Generate binary values from a vector of probabilities

For each probability a binary outcome is generated. In practice, it is likely useful generate multiple truth values that can be tested.

Usage

generate_truth(estimates, ...)

generate_beta_wt_truth(estimates, threshold = 0.5, ..., precision = 2)

generate_distance_wt_truth(estimates, threshold = 0.5, ...)

Arguments

estimates: A vector of probabilities
...: Currently unused.
threshold: For Beta- and distance-weighted generation, the probability classification threshold.
precision: For Beta-weighted generation, the precision for the Beta distribution. See Details for specifics.

Value

An integer vector of 0 and 1, the same length as estimates.

Details

When generating truth values, generate_truth() uses rbern() to create truth values from the supplied probabilities based on a Bernoulli distribution.

When using a classification threshold other than .5, you may wish to weight the truth generation process. For example, a proficiency estimate of 0.7 should be more likely to result in a truth value of 1 if the classification threshold is .5 than if the threshold is .8. There are currently two weighting methods implemented: Beta-weighted and distance-weighted.
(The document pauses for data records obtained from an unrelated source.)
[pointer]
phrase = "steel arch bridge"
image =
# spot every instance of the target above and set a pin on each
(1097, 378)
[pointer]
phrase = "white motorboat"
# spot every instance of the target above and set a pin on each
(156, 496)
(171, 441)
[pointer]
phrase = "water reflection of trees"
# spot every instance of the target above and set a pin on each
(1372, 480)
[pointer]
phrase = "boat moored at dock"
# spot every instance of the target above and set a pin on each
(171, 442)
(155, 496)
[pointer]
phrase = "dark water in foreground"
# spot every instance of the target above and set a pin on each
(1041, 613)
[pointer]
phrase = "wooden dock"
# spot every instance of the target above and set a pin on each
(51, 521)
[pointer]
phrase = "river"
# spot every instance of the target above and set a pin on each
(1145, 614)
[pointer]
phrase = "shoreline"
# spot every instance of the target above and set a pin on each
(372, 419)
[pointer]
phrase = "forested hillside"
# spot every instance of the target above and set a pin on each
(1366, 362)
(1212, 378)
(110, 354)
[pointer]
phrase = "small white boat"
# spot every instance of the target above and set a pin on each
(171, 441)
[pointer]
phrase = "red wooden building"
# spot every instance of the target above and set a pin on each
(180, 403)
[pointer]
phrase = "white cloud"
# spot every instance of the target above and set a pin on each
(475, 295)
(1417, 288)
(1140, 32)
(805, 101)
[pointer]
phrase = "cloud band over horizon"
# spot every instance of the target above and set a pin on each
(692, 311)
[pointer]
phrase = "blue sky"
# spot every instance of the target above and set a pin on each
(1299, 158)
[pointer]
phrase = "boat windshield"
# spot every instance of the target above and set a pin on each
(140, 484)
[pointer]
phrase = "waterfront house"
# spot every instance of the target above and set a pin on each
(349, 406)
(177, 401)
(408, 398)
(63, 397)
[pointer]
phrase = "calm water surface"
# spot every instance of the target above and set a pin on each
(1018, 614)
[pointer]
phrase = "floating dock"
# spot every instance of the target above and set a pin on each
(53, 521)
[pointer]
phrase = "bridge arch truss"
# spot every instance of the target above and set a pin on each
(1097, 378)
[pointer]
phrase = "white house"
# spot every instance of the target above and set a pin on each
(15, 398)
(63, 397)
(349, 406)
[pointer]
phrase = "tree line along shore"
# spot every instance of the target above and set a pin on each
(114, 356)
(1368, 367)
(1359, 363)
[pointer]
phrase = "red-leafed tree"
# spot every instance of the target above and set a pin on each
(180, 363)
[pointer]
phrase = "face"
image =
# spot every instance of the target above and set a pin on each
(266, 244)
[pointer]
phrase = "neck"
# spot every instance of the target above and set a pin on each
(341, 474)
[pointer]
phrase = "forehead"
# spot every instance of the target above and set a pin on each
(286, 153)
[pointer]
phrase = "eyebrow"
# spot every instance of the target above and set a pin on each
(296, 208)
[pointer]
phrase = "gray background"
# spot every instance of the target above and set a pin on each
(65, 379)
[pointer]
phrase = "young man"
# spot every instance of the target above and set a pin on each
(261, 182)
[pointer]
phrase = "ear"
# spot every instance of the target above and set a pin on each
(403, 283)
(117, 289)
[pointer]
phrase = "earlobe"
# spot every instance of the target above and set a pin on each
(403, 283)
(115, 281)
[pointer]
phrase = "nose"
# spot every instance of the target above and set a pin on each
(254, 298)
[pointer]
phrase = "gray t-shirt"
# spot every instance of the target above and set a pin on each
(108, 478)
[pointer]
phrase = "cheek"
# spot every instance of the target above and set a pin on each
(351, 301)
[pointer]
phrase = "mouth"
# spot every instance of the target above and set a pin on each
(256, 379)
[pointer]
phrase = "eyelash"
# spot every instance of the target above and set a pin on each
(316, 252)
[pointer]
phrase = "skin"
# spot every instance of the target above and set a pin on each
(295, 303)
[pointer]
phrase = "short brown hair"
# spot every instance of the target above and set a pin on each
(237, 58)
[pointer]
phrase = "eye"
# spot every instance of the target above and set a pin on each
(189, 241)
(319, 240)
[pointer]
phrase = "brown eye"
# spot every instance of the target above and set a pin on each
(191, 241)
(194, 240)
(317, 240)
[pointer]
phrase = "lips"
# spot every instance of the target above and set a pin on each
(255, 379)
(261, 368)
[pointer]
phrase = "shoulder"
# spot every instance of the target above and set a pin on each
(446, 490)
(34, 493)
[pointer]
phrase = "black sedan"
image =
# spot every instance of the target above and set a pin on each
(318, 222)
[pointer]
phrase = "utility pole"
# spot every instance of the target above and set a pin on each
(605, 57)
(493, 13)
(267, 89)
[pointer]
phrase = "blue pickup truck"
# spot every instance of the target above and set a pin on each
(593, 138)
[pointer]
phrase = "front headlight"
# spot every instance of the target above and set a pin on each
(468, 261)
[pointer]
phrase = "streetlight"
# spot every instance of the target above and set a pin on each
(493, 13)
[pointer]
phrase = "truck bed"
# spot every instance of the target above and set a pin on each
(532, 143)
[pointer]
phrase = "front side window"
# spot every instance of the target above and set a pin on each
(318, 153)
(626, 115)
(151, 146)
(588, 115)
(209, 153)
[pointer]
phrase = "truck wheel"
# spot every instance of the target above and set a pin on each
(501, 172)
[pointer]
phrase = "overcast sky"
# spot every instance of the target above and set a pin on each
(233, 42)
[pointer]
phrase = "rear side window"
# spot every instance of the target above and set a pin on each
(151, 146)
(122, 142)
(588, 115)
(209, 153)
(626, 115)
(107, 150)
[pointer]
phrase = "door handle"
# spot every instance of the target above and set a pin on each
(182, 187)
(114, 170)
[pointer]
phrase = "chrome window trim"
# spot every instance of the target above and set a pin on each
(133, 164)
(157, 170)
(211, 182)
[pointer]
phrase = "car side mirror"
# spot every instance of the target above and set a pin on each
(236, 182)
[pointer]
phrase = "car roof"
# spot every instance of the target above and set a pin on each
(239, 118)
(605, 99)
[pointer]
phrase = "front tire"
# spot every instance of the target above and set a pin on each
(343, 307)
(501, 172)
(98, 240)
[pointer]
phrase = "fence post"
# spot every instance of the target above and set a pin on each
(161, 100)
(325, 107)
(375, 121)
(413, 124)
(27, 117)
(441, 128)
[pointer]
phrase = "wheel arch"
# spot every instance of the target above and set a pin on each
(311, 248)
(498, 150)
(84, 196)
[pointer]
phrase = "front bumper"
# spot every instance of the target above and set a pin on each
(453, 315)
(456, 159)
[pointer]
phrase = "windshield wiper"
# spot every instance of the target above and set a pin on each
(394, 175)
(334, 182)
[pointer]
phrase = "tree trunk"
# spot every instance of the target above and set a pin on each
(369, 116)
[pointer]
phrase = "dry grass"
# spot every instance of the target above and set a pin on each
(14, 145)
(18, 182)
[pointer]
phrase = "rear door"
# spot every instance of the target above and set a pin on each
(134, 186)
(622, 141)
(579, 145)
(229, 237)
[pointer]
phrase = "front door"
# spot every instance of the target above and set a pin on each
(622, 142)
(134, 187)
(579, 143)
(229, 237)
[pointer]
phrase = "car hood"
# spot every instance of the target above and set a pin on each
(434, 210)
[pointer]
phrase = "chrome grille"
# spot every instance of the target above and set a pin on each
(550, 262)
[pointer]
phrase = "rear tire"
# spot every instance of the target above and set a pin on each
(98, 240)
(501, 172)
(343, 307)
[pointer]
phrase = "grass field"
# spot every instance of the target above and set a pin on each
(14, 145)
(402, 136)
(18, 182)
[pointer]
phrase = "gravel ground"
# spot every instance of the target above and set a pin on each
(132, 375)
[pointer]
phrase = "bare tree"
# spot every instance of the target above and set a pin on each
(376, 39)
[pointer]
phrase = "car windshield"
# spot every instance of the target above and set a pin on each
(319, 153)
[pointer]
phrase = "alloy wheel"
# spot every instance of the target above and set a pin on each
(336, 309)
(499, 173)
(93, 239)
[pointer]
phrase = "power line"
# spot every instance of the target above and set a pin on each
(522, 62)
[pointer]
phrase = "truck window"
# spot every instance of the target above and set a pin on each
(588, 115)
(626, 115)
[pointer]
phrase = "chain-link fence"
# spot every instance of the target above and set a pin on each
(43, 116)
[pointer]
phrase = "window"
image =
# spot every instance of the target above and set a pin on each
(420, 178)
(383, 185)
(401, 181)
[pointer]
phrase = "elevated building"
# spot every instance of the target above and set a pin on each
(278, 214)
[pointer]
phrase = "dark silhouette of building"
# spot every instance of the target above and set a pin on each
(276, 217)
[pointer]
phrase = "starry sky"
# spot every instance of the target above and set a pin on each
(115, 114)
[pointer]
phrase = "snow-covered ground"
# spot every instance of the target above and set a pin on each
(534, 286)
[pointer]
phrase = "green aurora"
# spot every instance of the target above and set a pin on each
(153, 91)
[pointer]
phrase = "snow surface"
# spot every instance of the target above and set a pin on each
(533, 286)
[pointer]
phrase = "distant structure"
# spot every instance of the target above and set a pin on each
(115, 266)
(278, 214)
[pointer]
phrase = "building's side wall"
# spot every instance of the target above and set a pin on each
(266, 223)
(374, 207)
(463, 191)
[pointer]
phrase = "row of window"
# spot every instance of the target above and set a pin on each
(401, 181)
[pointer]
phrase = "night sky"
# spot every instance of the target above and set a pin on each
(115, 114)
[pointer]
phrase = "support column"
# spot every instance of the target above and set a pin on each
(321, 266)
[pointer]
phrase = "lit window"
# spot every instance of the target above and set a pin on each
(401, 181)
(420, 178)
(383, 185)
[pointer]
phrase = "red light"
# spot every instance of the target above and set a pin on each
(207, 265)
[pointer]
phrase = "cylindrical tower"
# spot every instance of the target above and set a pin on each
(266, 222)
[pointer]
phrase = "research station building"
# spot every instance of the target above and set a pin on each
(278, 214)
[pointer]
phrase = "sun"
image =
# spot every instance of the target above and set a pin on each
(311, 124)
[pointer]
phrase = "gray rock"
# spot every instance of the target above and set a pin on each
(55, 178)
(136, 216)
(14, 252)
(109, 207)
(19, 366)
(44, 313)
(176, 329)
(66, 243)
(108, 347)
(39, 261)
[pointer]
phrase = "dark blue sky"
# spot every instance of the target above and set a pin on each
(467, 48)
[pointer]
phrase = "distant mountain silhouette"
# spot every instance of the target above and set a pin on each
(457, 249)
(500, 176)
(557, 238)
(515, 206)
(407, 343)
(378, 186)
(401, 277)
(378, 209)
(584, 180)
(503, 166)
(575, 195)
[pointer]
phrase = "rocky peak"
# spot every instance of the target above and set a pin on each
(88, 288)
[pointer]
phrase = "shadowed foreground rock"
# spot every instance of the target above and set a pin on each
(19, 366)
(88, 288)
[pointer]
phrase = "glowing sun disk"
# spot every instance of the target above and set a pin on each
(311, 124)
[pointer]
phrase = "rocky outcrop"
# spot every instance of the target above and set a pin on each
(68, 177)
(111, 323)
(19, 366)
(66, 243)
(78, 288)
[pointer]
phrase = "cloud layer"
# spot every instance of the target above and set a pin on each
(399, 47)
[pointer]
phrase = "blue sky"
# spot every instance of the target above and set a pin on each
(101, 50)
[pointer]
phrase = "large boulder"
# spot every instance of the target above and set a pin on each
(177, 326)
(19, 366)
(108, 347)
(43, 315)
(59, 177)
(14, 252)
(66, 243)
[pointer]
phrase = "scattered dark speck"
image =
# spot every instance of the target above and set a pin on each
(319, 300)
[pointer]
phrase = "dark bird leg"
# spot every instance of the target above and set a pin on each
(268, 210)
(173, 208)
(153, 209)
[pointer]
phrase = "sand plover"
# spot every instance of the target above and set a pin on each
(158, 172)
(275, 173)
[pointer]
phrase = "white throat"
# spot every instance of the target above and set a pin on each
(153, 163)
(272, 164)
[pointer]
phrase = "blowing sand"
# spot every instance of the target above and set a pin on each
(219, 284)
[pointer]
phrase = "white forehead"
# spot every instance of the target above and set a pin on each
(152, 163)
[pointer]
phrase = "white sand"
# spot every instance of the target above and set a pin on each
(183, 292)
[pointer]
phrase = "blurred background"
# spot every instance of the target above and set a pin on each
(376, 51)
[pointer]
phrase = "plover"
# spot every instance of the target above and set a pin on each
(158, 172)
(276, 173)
For Beta-weighted generation we generate a series of random numbers from a Beta distribution. The Beta distribution is defined by its mean (threshold) and precision. For proficiency estimate, we draw a random value from the Beta distribution. If the random value is less than the estimate, the generated truth value is 1, and 0 otherwise. When using a flat Beta distribution, this method is equivalent to unweighted generation.

For distance-weighted generation, the threshold is subtracted from each proficiency estimate. We then add .5 to each difference, creating new proficiency estimates. For example, if we specified a threshold of 0.6, respondents with an original proficiency estimate of .8 would have a new proficiency estimate of .8 - .6 + .5 = .7. That, because the classification threshold has increased, this respondent is less likely to be classified as proficient. Respondents with an original estimate equal to the threshold will always have a new estimate of .5. The new estimates are then used to generate truth values using rbern(). When the threshold is set to .5, this method is equivalent to unweighted generation.

Author

W. Jake Thompson

Jonathan A. Pedroza

Examples

generate_truth(runif(10))
#>  [1] 0 1 1 0 0 0 0 0 1 0

generate_beta_wt_truth(runif(10), threshold = 0.7, precision = 5)
#>  [1] 0 0 1 0 1 1 0 0 0 0

generate_distance_wt_truth(runif(10), threshold = 0.6)
#>  [1] 0 1 1 1 0 0 1 0 0 0